Setelah acara selesai, aku pamit. Sedikit lega kulalui detik-detik mendebarkan. Aku bersyukur kepada Allah yang meloloskan diriku pada babak berikutnya dalam usaha mengamalkan sunah Rasulullah yang mulia ini.
Ternyata ujian belum selesai juga. Maisya didatangi keluarga besarnya dengan membawa lelaki yang akan dijodohkan dengannya. Lamaranku ditimpa oleh lamaran orang lain. Orang yang akan dijodohkan dengan Maisya masih punya hubungan keluarga. Mereka datang dengan mobil, membawa makanan banyak sekali, uang lamaran, dan juga perhiasan.

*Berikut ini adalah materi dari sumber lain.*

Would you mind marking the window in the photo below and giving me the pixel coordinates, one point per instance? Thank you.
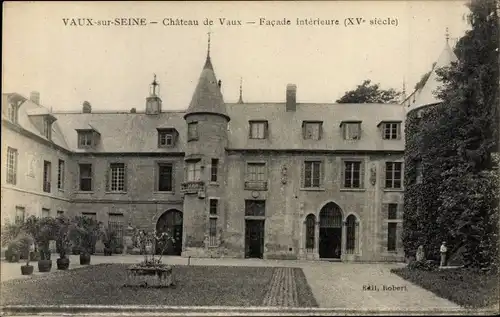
(419, 173)
(310, 232)
(192, 131)
(213, 170)
(392, 211)
(193, 171)
(312, 174)
(352, 174)
(47, 129)
(393, 173)
(12, 112)
(166, 137)
(311, 130)
(85, 177)
(351, 225)
(352, 131)
(60, 175)
(391, 131)
(20, 214)
(165, 177)
(11, 166)
(255, 208)
(117, 181)
(391, 236)
(85, 139)
(213, 232)
(213, 207)
(46, 176)
(258, 129)
(116, 224)
(45, 212)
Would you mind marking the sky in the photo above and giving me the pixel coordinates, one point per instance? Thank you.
(112, 66)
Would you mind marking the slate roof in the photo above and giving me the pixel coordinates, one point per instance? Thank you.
(425, 96)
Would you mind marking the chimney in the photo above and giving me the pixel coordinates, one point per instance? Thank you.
(86, 107)
(291, 97)
(35, 97)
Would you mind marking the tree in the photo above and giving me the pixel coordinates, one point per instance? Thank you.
(370, 93)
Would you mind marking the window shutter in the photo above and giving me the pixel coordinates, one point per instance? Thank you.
(107, 177)
(362, 174)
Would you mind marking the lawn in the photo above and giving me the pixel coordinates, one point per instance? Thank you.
(194, 286)
(465, 288)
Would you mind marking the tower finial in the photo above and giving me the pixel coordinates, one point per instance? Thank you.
(241, 91)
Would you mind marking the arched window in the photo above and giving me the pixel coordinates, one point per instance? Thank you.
(351, 234)
(310, 223)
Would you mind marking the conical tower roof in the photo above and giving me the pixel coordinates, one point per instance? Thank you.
(207, 97)
(426, 95)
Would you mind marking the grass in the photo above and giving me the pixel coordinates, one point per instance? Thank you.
(464, 287)
(194, 286)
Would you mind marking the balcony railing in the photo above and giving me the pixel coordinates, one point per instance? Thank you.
(256, 185)
(192, 187)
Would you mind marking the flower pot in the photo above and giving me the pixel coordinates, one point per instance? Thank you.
(62, 264)
(44, 265)
(27, 269)
(84, 259)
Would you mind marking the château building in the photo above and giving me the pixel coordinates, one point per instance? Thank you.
(284, 180)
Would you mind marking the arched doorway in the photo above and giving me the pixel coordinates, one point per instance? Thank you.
(170, 222)
(330, 231)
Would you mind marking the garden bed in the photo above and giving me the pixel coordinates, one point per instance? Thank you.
(463, 287)
(193, 286)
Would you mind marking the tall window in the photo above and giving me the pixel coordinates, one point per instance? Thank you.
(311, 130)
(20, 214)
(12, 112)
(393, 174)
(192, 131)
(11, 166)
(258, 129)
(213, 170)
(60, 175)
(85, 177)
(351, 234)
(391, 131)
(85, 139)
(46, 176)
(193, 171)
(165, 177)
(45, 212)
(255, 208)
(352, 174)
(310, 232)
(352, 131)
(117, 177)
(391, 236)
(312, 174)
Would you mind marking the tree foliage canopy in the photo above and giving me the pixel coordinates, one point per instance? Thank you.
(370, 93)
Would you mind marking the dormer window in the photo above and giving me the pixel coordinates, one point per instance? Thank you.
(351, 130)
(167, 137)
(391, 130)
(312, 130)
(192, 131)
(258, 129)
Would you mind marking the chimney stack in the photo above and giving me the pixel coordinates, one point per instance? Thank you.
(35, 97)
(86, 108)
(291, 97)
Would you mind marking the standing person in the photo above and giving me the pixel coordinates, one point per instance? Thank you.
(443, 251)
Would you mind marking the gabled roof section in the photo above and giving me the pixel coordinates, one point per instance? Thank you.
(426, 95)
(207, 97)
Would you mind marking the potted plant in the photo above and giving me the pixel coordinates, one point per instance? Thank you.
(64, 228)
(86, 234)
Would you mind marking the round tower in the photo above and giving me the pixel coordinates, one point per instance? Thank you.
(204, 181)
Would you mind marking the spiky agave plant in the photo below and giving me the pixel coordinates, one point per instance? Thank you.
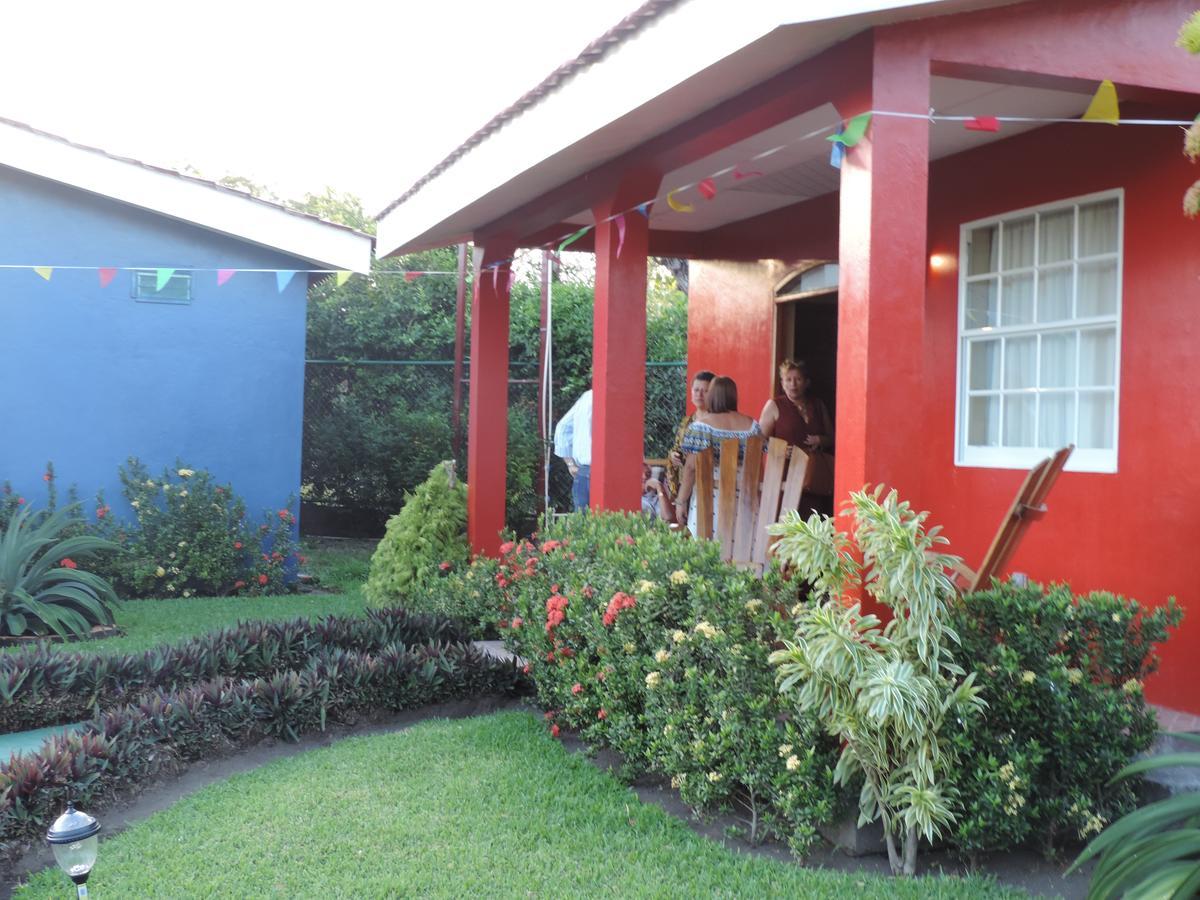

Apa yang kubawa kemarin tidak ada apa-apanya dibanding dengan yang dibawa pelamar kedua ini. Tapi subhanallah, apa yang Maisya lakukan? Maisya tak mau menemuinya. Maisya tak menerima lamarannya.

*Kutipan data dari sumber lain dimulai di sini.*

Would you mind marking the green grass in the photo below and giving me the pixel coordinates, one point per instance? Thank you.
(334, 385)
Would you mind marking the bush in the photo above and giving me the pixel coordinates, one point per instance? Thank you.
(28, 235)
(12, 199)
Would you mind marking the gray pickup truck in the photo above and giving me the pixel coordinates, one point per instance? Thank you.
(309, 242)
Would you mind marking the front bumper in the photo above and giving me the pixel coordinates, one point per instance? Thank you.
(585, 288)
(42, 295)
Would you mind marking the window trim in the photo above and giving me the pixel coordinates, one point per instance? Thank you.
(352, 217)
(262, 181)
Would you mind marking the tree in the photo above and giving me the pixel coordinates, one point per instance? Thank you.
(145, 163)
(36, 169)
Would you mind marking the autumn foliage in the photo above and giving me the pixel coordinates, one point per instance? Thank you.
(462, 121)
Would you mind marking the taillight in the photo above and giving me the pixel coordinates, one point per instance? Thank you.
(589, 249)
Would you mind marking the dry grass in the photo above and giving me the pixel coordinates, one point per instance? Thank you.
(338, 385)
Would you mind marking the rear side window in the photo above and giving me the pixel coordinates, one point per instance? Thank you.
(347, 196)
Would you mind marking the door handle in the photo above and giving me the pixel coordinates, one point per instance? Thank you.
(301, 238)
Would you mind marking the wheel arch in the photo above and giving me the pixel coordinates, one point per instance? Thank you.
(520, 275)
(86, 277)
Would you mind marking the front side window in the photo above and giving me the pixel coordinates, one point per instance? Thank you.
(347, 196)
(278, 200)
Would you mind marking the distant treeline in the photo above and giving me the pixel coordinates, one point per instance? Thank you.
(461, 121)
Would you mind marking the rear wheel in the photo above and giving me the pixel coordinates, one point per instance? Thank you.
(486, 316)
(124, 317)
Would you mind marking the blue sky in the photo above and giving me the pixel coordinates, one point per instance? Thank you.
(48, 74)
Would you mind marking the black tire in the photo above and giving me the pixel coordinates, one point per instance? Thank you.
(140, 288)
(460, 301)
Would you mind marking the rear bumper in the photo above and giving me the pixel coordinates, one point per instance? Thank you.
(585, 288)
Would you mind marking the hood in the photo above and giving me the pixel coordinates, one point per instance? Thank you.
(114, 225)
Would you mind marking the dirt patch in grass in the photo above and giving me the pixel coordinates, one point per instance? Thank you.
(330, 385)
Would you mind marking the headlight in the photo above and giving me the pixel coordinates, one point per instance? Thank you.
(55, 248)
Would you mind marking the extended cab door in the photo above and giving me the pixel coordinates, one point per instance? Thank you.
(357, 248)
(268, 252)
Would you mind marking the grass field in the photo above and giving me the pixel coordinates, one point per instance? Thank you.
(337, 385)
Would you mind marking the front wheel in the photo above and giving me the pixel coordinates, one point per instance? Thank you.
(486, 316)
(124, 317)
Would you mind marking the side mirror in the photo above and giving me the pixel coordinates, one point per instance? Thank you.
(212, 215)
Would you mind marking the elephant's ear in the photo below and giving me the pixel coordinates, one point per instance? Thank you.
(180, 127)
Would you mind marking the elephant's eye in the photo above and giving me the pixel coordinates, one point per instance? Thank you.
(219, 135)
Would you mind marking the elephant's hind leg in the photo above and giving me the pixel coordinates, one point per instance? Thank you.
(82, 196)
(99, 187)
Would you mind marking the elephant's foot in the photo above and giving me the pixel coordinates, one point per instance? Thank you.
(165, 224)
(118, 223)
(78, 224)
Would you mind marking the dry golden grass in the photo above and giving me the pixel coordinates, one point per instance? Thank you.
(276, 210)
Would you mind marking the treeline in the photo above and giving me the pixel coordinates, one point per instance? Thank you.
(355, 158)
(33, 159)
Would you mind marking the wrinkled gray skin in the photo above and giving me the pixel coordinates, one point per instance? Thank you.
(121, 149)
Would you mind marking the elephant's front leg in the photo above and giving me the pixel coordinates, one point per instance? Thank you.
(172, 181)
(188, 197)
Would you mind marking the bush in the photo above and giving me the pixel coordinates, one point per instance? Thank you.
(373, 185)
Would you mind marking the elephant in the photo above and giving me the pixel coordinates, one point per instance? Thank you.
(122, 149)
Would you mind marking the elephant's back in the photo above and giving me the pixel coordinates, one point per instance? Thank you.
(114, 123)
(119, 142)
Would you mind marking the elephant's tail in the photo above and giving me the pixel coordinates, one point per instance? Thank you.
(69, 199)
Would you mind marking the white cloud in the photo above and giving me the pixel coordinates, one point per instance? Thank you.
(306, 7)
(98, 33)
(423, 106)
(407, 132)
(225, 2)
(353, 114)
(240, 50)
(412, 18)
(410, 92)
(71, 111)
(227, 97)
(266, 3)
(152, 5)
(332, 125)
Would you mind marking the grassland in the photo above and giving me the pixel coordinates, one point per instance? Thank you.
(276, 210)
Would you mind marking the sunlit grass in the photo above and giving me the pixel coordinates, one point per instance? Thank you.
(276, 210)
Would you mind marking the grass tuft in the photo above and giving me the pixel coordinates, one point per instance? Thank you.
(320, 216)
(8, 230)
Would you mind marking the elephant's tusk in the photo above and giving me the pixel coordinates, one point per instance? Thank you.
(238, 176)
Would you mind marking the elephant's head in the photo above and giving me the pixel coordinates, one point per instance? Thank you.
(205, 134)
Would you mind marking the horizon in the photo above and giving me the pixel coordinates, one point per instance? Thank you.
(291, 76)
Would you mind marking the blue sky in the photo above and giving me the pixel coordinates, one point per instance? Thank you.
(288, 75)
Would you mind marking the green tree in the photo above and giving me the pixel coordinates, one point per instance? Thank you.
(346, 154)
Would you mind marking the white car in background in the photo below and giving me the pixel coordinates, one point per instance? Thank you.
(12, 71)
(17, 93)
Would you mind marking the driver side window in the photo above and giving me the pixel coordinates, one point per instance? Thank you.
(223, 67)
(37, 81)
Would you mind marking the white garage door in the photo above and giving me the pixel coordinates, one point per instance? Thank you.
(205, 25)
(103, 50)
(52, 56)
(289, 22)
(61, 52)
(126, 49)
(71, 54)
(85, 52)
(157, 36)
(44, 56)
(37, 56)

Bahkan setelah rombongan itu pulang dan meninggalkan bawaan mereka sebagai lamaran untuk Maisya, apa yang Maisya lakukan? “Kembalikan semua barang bawaannya dan jangan ada yang menyentuh walau untuk mencicipi makanan, kembalikan dan jangan ada yang tersisa di rumah ini.” Aku dapatkan cerita ini dari kak Dahlia yang meneleponku.

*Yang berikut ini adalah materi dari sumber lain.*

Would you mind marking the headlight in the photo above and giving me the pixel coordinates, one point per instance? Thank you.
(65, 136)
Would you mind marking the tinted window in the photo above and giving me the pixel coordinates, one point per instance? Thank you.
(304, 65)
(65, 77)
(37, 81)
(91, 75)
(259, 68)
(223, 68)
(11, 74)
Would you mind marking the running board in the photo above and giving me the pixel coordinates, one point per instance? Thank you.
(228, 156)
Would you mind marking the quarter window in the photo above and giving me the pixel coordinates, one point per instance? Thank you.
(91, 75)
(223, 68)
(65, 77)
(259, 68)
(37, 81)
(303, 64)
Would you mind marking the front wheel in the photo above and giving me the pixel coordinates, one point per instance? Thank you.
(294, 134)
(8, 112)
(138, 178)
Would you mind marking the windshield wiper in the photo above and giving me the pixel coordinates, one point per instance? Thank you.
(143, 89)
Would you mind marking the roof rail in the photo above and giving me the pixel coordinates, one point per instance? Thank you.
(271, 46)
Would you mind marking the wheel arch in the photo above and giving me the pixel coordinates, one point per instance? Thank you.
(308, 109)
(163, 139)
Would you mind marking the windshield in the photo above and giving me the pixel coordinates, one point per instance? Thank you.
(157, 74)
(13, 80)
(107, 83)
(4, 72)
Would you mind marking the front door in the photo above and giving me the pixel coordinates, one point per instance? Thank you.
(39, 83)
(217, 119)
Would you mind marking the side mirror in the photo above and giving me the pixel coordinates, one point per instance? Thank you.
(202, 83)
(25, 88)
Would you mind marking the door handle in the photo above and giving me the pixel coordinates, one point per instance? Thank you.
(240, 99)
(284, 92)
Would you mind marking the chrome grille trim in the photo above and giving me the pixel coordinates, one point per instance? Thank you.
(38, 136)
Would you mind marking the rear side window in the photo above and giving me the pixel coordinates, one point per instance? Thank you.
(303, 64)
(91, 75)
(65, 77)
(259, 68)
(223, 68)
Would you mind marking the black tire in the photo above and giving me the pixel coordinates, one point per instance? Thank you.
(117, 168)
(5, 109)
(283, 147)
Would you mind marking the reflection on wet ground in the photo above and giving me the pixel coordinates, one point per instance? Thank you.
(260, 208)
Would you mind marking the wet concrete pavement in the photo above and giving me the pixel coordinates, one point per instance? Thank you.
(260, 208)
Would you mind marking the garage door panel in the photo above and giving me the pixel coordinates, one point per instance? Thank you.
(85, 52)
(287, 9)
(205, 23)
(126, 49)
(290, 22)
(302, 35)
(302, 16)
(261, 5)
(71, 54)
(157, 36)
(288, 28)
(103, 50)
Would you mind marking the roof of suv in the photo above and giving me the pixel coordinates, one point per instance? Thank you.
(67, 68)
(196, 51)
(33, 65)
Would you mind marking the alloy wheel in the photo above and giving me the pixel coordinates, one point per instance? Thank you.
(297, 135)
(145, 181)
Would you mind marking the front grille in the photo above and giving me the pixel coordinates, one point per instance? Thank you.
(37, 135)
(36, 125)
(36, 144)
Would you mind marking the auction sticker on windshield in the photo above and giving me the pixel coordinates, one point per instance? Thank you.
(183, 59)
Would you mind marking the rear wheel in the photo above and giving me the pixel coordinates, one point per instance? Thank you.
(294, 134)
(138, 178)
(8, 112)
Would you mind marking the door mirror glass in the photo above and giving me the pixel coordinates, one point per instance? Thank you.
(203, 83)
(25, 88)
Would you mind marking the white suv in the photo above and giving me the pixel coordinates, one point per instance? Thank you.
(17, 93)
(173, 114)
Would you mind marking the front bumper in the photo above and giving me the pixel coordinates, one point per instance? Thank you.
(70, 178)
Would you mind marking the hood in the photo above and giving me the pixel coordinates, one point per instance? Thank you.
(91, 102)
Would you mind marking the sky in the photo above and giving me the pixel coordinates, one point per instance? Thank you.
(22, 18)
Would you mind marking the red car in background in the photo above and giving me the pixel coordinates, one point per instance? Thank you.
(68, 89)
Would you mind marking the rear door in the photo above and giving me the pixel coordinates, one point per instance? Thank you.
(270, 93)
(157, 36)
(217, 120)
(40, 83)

Mendengar semua ini, tak terasa air mataku menetes membasahi pipiku. Padahal aku adalah lelaki yang selama ini selalu berpantang untuk menangis. Saat itulah aku mulai yakin bahwa Maisya harus kudapatkan, sekali pun harus menghadapi hal-hal yang menyakiti hatiku.
***
Beberapa hari kemudian aku mendapat telepon dari seorang ibu yang mengaku bibi Maisya. Ketika kutanya namanya dia tak mau menyebutkan. Malah dia nyerocos panjang lebar tentang acara lamaranku kepada Maisya. Dengan nada sinis dan tinggi dia mulai merayuku untuk membatalkan lamaranku. “Saya kasih tau ya! Kamu kan baru bekerja belum satu tahun, belum punya rumah dan mobil. Sedangkan Juli Jajuli (bukan nama asli) kan sudah punya kerjaan, rumah besar, mobil ada dua. Jadi, kamu batalkan lamaran. Biar Maisya menerima lamaran Jajuli. Kamu kan bisa cari yang lain.”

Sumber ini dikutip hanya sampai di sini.